A file explorer that’s similar to Finder on Mac and Explorer on Windows 11, ability to resize app windows (currently its Split View on the menu), multitasking that’s complex (and poses a learning curve) and (if we aren’t demanding too much) the ability to switch to a desktop mode when a keyboard is attached or connected while reverting to the tablet mode the rest of the time. It may have to, because Samsung has done this quite well with the Galaxy Tab series, the convenience allows users to switch between work and tablets modes without having to toggle any settings.
Apple’s big privacy move which started early last year with the App Tracking Transparency (ATT) implementation in iOS, has rocked more than a few boats (online advertising is hit, because the rampant collection of user data without consent, has been curtailed). There is the likelihood that users may get granular controls too with regards to any specific data that apps can track and collect – right now it is a blanket yes or no. It has set the cat amongst the pigeons, with Google also having to inevitably (yet extremely slowly) respond too with something similar for Android in the works. Apple wouldn’t want to lose the chance to reset the goalposts again.
There is the sense that this evolution, iOS 16 for the iPhone, will have to go beyond the regular stream of upticks, including new functionality for iMessages, Mail, Safari, Health, and Home, with a more visible visual overhaul. The Apple iPhone still does not have an always-on display mode (the support will be dependent on display type too, and that’s a hardware checklist), something that’s quite common in Android phones beyond a certain price point. Widgets was something Apple got done much after Android, AOD might be following the same trend.
macOS will need a similar aggressive step-forward approach. While we have spoken about the need for iPadOS to implement some macOS familiarity, there is also the need for macOS to walk a few steps the other way. We still don’t know what part of the California life the next operating system will be inspired by and therefore named after, but it’ll surely have more in store for the Macs running the M-series chips than the older Intel processors.
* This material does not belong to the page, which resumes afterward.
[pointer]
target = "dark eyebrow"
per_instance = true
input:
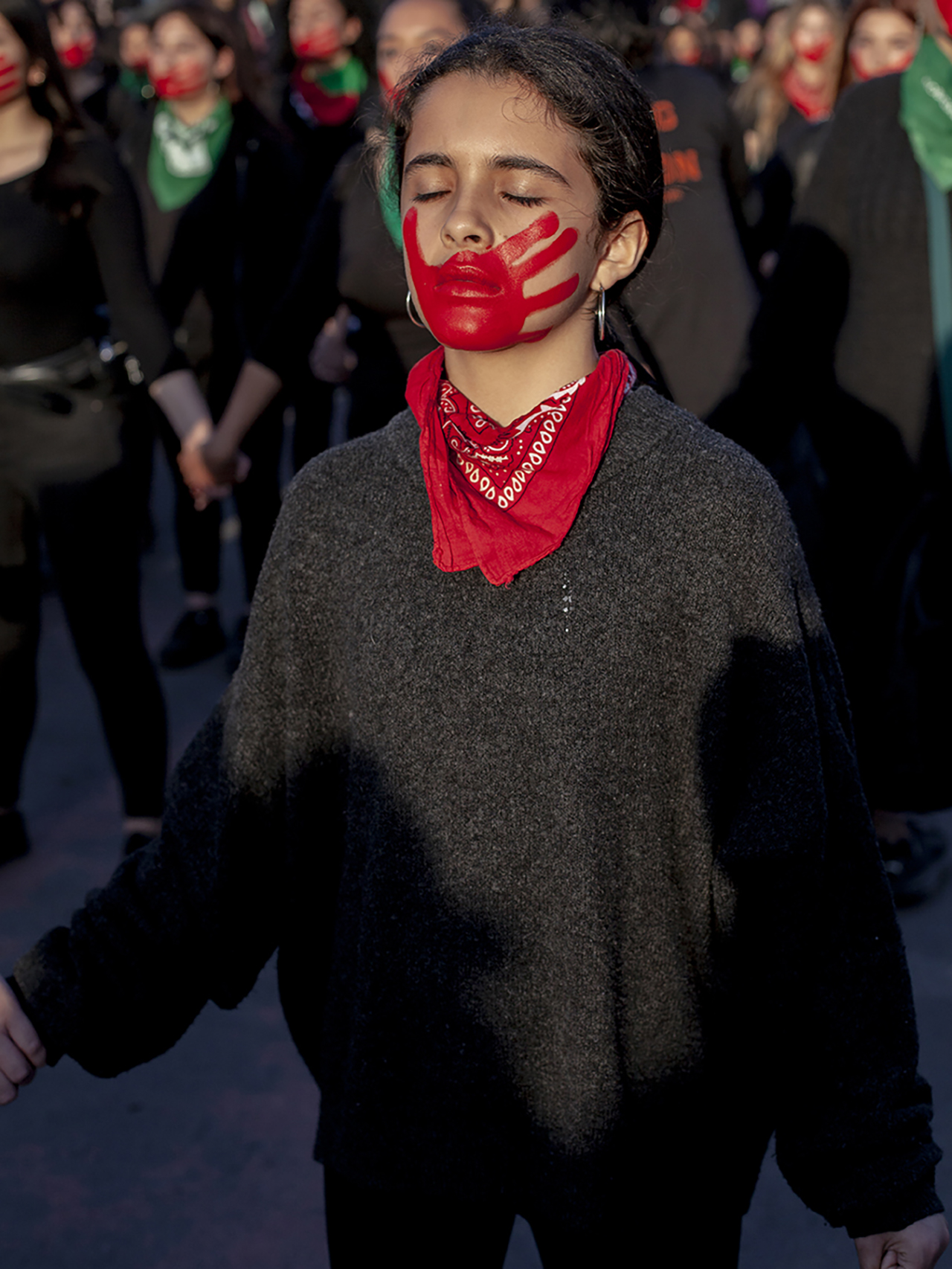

There is always an element of suspense ahead of any Apple keynote. Amidst the persistent murmurs referencing what is called as the “realityOS”, could we get a first glimpse at Apple’s metaverse efforts? A virtual reality headset will not be a new category (Google’s Project Iris, Meta’s Oculus line and Microsoft’s HoloLens series are examples), but could Apple do it better than any of these product lines which have been around for a while? Secondly, there is the question of whether Apple’s own services (before developers pitch in) will be able to back up the push to sell you a new virtual reality headset with enough content?